COMMERCIAL, INDUSTRIAL AND AGRICULTURAL CONGRESS: Representations about work and the worker (1928-1930)
Commercial Congress; Producing Classes; Work; Worker; Professional education; Commercial Association
This dissertation has as its object of study the speeches of the Minas Gerais elites or producing classes at the Commercial, Industrial, and Agricultural Congress of Belo Horizonte, held in 1928. At the Congress, the theses about the increase the involvement of the State were discussed, in which Professional Education figured as a debated thesis. To identify and analyze the representations about work and the worker, in these speeches, the documentary research methodology was used. As such. It took as sources the newspapers of trade associations, newspapers of the time, as well as the minutes of the directors and records of the trade associations from Belo Horizonte and Juiz de Fora, organizers of the Class Congresses in the period in question. To analyze the discourses of the producing classes, the theoretical-methodological intersection of Cultural History with the History of Education was proposed. Thus, an analysis of the sources was developed, associating the notions of representations, by Roger Chartier, and strategy and tactics, by Michel de Certeau, to capture such notions present in the discourses of economic and political elites.
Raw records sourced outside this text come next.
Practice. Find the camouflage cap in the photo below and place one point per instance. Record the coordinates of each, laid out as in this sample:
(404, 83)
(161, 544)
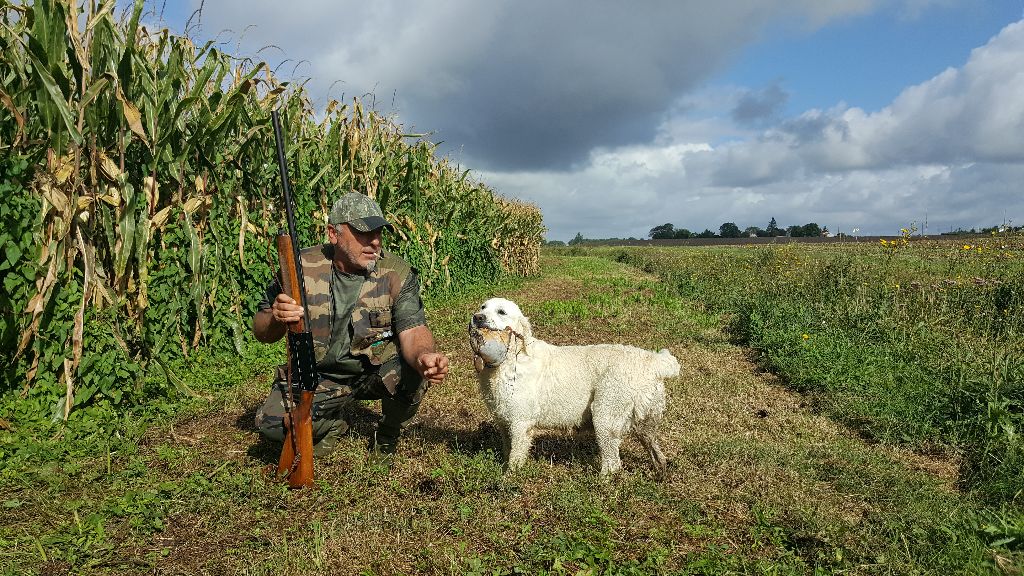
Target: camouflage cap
(358, 211)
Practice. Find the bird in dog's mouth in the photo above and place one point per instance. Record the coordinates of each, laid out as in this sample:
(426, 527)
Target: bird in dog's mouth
(489, 346)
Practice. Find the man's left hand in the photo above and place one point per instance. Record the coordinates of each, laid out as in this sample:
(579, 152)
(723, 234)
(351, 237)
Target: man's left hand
(433, 366)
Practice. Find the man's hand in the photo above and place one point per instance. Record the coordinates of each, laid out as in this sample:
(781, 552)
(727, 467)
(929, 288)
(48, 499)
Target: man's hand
(418, 348)
(270, 325)
(286, 310)
(433, 366)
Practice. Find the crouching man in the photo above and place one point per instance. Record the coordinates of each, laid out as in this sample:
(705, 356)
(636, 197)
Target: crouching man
(370, 332)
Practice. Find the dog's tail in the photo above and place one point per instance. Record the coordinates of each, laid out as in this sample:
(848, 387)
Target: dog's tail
(666, 365)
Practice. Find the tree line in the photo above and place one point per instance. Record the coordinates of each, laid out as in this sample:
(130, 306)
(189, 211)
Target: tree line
(730, 230)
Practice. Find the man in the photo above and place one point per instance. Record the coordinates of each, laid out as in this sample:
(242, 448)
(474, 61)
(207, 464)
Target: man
(370, 333)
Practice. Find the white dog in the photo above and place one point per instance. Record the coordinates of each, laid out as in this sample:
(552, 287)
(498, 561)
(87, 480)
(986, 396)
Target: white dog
(528, 383)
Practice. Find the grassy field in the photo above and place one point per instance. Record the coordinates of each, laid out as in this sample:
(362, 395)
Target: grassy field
(765, 478)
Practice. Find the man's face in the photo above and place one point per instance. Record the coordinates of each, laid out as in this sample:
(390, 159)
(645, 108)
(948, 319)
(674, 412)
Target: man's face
(354, 251)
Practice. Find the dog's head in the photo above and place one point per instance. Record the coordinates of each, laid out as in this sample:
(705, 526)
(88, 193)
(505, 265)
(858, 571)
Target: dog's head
(499, 314)
(496, 331)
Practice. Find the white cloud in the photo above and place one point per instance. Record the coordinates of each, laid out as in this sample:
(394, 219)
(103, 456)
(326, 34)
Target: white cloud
(949, 152)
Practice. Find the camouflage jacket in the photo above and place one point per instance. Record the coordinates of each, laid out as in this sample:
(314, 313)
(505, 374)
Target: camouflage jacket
(373, 335)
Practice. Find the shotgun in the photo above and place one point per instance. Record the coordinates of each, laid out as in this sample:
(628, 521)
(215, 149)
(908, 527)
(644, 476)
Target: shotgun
(296, 462)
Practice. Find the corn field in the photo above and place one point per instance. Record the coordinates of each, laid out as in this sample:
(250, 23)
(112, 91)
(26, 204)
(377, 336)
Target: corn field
(141, 195)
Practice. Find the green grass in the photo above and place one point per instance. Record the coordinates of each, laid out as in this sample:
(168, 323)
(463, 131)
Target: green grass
(760, 483)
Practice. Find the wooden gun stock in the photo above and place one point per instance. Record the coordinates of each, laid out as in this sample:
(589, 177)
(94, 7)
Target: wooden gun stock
(296, 461)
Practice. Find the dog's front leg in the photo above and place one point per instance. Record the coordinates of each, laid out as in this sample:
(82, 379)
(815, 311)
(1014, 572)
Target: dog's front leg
(504, 436)
(520, 441)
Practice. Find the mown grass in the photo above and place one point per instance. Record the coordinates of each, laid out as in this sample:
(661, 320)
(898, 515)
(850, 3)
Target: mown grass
(759, 483)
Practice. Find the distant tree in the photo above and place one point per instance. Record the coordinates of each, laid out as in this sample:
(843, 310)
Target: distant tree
(663, 232)
(728, 230)
(811, 229)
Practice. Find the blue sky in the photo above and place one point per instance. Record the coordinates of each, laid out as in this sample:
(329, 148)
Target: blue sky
(616, 117)
(867, 60)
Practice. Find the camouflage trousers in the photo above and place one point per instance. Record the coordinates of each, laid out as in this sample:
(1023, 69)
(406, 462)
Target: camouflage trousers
(397, 385)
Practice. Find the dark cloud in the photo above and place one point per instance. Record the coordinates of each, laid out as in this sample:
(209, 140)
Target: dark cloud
(757, 108)
(521, 84)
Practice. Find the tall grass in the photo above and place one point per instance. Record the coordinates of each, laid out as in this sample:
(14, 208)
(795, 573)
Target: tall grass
(140, 198)
(910, 341)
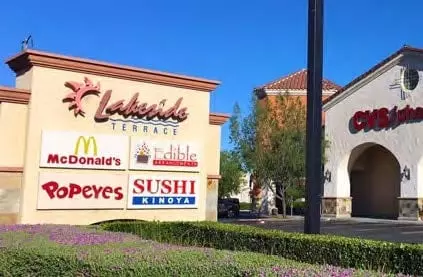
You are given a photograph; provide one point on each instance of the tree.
(231, 172)
(271, 142)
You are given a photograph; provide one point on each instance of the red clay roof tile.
(297, 81)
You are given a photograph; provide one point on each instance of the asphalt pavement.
(386, 230)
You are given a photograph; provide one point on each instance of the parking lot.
(366, 229)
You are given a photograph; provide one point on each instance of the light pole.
(314, 117)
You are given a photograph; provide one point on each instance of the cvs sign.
(77, 150)
(81, 191)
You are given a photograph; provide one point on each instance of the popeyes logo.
(64, 191)
(133, 108)
(72, 190)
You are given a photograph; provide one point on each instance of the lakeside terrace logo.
(132, 111)
(85, 153)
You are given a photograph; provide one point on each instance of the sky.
(243, 44)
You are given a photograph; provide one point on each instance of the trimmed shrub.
(321, 249)
(59, 250)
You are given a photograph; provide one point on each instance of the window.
(409, 79)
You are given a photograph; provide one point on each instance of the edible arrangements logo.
(164, 155)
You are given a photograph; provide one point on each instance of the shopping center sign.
(64, 149)
(384, 118)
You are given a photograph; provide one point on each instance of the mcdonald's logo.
(86, 143)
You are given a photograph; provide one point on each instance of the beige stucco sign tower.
(85, 141)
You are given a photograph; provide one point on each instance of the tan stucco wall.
(46, 111)
(13, 119)
(10, 189)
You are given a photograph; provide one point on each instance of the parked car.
(228, 207)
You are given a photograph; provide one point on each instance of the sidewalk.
(247, 216)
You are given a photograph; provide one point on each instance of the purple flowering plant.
(62, 250)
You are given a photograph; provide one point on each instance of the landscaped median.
(313, 249)
(57, 250)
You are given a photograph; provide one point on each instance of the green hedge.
(321, 249)
(68, 251)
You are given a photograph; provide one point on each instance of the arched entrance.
(375, 182)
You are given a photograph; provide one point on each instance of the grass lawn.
(57, 250)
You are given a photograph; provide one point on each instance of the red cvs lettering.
(54, 190)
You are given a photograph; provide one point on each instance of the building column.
(211, 197)
(339, 207)
(410, 208)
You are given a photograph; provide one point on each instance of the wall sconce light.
(405, 173)
(328, 175)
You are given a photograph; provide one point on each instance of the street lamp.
(314, 117)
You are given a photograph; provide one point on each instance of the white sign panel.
(65, 191)
(164, 155)
(156, 192)
(63, 149)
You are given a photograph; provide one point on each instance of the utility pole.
(314, 117)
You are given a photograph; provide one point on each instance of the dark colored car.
(228, 207)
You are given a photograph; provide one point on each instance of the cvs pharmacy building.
(84, 141)
(374, 126)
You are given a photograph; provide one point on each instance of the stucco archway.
(375, 181)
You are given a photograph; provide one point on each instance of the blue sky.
(243, 44)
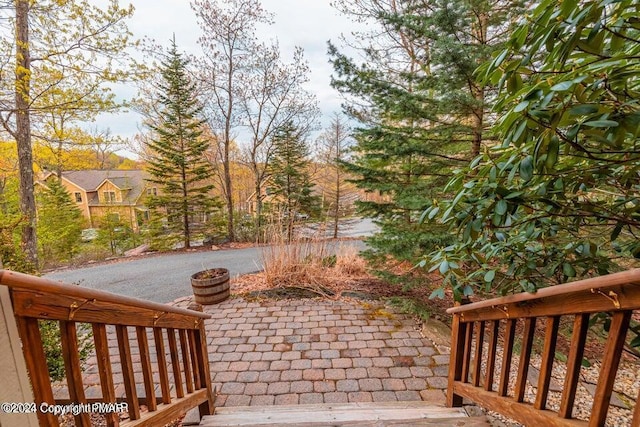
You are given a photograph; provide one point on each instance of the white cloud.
(305, 23)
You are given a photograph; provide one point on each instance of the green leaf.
(489, 276)
(583, 109)
(521, 106)
(552, 153)
(437, 293)
(526, 168)
(444, 267)
(601, 123)
(568, 270)
(501, 207)
(562, 86)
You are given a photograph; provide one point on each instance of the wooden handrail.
(13, 279)
(35, 299)
(601, 282)
(617, 294)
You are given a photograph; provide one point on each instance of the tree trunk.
(477, 90)
(258, 212)
(185, 210)
(336, 217)
(23, 133)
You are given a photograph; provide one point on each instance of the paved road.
(162, 278)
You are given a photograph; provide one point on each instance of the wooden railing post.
(616, 294)
(458, 334)
(206, 408)
(34, 299)
(611, 359)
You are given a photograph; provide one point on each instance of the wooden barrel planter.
(210, 286)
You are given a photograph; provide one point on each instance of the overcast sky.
(305, 23)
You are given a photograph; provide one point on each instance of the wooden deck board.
(352, 414)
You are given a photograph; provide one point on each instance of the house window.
(109, 196)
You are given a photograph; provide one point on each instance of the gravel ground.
(627, 384)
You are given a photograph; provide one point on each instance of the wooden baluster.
(636, 412)
(200, 335)
(548, 353)
(509, 334)
(147, 372)
(525, 357)
(73, 371)
(574, 361)
(194, 359)
(466, 361)
(127, 371)
(36, 362)
(185, 359)
(162, 365)
(491, 356)
(175, 362)
(101, 344)
(612, 352)
(458, 333)
(478, 356)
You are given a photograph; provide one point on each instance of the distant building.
(101, 193)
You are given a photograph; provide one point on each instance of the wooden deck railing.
(618, 294)
(182, 330)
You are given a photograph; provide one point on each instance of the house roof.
(92, 180)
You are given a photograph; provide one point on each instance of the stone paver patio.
(301, 352)
(320, 351)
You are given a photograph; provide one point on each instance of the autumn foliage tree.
(558, 197)
(291, 185)
(61, 53)
(177, 162)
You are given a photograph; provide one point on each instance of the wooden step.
(348, 414)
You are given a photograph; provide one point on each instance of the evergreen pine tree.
(176, 162)
(290, 181)
(421, 112)
(60, 223)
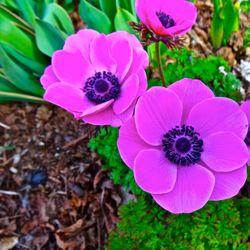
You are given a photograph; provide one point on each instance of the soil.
(53, 192)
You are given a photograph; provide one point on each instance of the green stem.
(158, 57)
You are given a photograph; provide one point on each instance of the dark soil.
(53, 193)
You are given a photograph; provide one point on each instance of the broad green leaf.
(12, 96)
(26, 11)
(121, 20)
(57, 16)
(245, 6)
(32, 65)
(109, 7)
(217, 28)
(19, 39)
(19, 75)
(231, 20)
(94, 18)
(48, 38)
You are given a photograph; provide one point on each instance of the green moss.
(219, 225)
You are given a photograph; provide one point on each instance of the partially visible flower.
(186, 146)
(97, 77)
(164, 19)
(246, 108)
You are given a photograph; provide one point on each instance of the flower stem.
(158, 57)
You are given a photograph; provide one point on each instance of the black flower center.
(247, 139)
(182, 145)
(166, 20)
(102, 87)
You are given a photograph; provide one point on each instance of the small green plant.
(219, 225)
(225, 21)
(108, 15)
(30, 31)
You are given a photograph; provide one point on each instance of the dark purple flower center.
(182, 145)
(247, 139)
(166, 20)
(102, 87)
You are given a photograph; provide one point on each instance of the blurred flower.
(246, 109)
(97, 77)
(164, 20)
(186, 146)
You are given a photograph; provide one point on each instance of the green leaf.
(48, 38)
(26, 11)
(57, 16)
(12, 96)
(32, 65)
(94, 18)
(109, 7)
(121, 20)
(19, 75)
(245, 6)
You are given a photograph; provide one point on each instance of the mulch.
(53, 192)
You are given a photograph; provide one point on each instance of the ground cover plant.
(168, 117)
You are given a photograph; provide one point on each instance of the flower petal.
(128, 94)
(100, 55)
(158, 110)
(66, 96)
(122, 53)
(80, 42)
(129, 143)
(48, 77)
(105, 117)
(153, 172)
(192, 190)
(228, 184)
(96, 108)
(190, 93)
(218, 114)
(224, 152)
(71, 68)
(246, 109)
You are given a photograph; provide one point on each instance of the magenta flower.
(246, 108)
(167, 17)
(97, 77)
(186, 146)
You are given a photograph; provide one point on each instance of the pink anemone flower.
(97, 77)
(186, 146)
(167, 17)
(246, 109)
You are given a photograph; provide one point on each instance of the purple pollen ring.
(182, 145)
(102, 87)
(166, 20)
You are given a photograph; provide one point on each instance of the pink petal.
(218, 114)
(71, 68)
(143, 83)
(66, 96)
(100, 55)
(246, 108)
(96, 108)
(48, 77)
(190, 93)
(105, 117)
(129, 143)
(80, 42)
(224, 152)
(228, 184)
(122, 53)
(158, 110)
(153, 172)
(192, 190)
(128, 94)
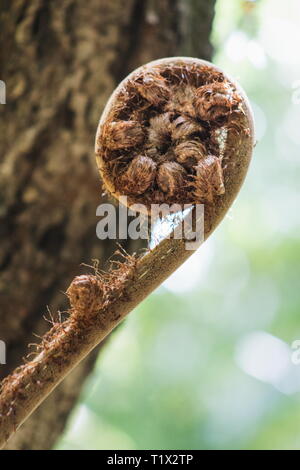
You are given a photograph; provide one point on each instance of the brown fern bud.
(215, 101)
(170, 178)
(153, 87)
(209, 181)
(159, 132)
(184, 126)
(139, 175)
(123, 134)
(153, 142)
(86, 294)
(188, 153)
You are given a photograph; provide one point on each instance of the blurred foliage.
(205, 362)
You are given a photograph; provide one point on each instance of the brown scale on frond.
(167, 142)
(138, 176)
(171, 178)
(215, 101)
(190, 152)
(184, 126)
(209, 180)
(153, 87)
(123, 134)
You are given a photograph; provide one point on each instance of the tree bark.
(60, 62)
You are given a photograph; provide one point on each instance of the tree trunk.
(60, 62)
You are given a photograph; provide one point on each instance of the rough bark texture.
(60, 62)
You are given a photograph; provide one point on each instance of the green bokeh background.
(206, 361)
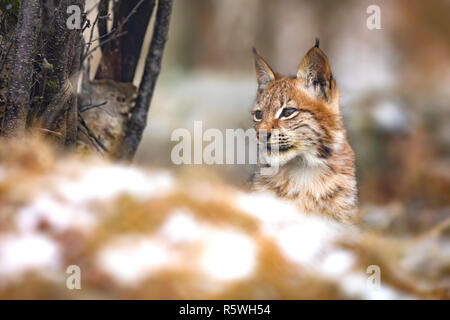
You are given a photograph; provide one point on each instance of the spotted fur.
(316, 161)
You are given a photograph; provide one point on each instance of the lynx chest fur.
(301, 134)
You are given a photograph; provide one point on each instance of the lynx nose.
(264, 136)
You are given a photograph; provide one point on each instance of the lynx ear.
(264, 73)
(315, 72)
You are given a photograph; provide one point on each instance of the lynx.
(298, 120)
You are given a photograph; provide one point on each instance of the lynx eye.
(289, 113)
(257, 116)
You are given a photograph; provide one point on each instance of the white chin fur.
(279, 159)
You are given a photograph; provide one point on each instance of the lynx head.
(297, 116)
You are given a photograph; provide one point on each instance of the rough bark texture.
(138, 120)
(121, 55)
(20, 85)
(60, 51)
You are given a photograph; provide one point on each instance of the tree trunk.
(138, 119)
(19, 90)
(121, 55)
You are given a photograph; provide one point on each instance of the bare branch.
(138, 120)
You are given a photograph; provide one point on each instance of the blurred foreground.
(151, 234)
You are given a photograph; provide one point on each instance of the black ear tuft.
(317, 43)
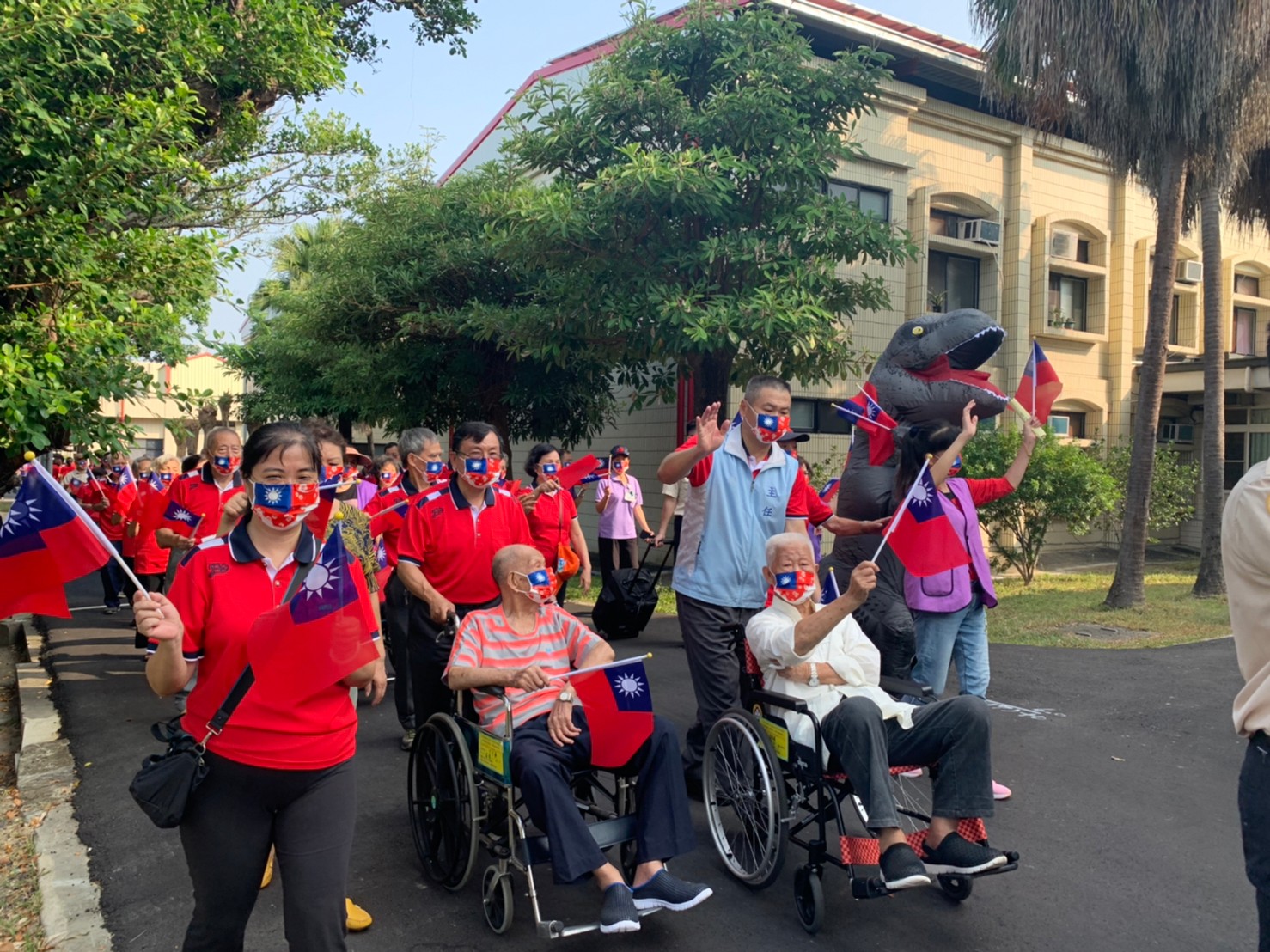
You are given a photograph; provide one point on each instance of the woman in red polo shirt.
(553, 515)
(279, 773)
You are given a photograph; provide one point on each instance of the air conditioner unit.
(986, 233)
(1062, 245)
(1190, 272)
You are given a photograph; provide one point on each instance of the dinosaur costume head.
(927, 374)
(931, 369)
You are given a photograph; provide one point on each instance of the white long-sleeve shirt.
(846, 649)
(1246, 561)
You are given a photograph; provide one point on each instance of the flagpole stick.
(1023, 412)
(894, 519)
(601, 667)
(88, 521)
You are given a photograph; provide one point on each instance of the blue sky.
(413, 89)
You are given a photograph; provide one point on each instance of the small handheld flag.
(1041, 385)
(921, 534)
(619, 710)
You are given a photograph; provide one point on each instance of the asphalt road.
(1123, 763)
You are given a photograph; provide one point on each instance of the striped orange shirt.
(486, 640)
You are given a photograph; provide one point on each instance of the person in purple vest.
(949, 609)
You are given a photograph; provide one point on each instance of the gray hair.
(784, 540)
(510, 558)
(757, 385)
(416, 441)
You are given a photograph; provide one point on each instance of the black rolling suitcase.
(627, 601)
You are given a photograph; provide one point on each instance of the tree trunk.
(1211, 582)
(712, 376)
(1128, 587)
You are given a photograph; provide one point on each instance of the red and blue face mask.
(770, 428)
(542, 585)
(284, 504)
(481, 473)
(794, 588)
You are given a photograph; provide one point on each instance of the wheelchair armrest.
(775, 699)
(898, 686)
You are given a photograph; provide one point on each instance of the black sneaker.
(619, 912)
(956, 854)
(902, 870)
(667, 891)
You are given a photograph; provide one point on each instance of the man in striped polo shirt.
(523, 645)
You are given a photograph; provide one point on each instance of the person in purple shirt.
(620, 503)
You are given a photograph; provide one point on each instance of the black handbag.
(165, 781)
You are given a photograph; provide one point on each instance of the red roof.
(589, 53)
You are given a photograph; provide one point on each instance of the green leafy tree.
(682, 223)
(1065, 483)
(1156, 88)
(408, 316)
(136, 141)
(1171, 500)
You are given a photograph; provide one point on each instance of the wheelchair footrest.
(606, 833)
(863, 851)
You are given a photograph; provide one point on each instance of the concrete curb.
(70, 901)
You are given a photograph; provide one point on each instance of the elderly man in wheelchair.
(523, 650)
(818, 657)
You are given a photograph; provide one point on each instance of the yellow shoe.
(358, 918)
(268, 871)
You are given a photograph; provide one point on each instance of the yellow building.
(199, 374)
(1036, 233)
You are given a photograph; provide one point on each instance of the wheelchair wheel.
(809, 898)
(497, 899)
(443, 802)
(956, 888)
(744, 795)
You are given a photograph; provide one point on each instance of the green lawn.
(1043, 612)
(1039, 613)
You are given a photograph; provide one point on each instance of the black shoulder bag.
(165, 781)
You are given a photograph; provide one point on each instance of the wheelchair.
(765, 791)
(462, 801)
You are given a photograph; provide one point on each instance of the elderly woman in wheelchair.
(826, 726)
(516, 660)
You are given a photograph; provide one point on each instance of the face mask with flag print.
(794, 588)
(226, 465)
(768, 428)
(282, 504)
(542, 585)
(479, 473)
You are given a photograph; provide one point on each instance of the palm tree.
(294, 260)
(1147, 84)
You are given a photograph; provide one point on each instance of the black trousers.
(544, 773)
(1255, 821)
(233, 819)
(954, 733)
(396, 640)
(616, 553)
(430, 656)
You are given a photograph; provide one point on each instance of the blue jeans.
(961, 638)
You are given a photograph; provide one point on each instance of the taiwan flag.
(922, 537)
(619, 711)
(321, 635)
(1041, 385)
(45, 542)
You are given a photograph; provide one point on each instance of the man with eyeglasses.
(446, 555)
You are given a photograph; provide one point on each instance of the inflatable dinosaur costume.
(926, 376)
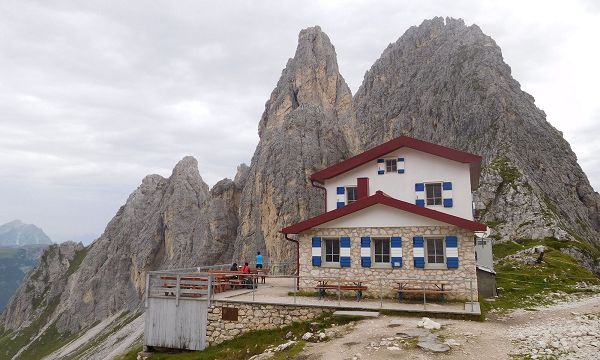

Therefore, it is documental and bibliographic research. As a result, it was found that in the 28th Congress, professional education was used as a strategy, employed by the producing classes, to radiate a new representation of work, linked to Taylorism and Americanism. It was also verified the tactics of the producing classes and their versatility to aggregate the discourse of the engineer and sanitarian to infiltrate the state bureaucratic and political apparatus and thus minimize the direct conflict with workers to make their interests prevail through the State.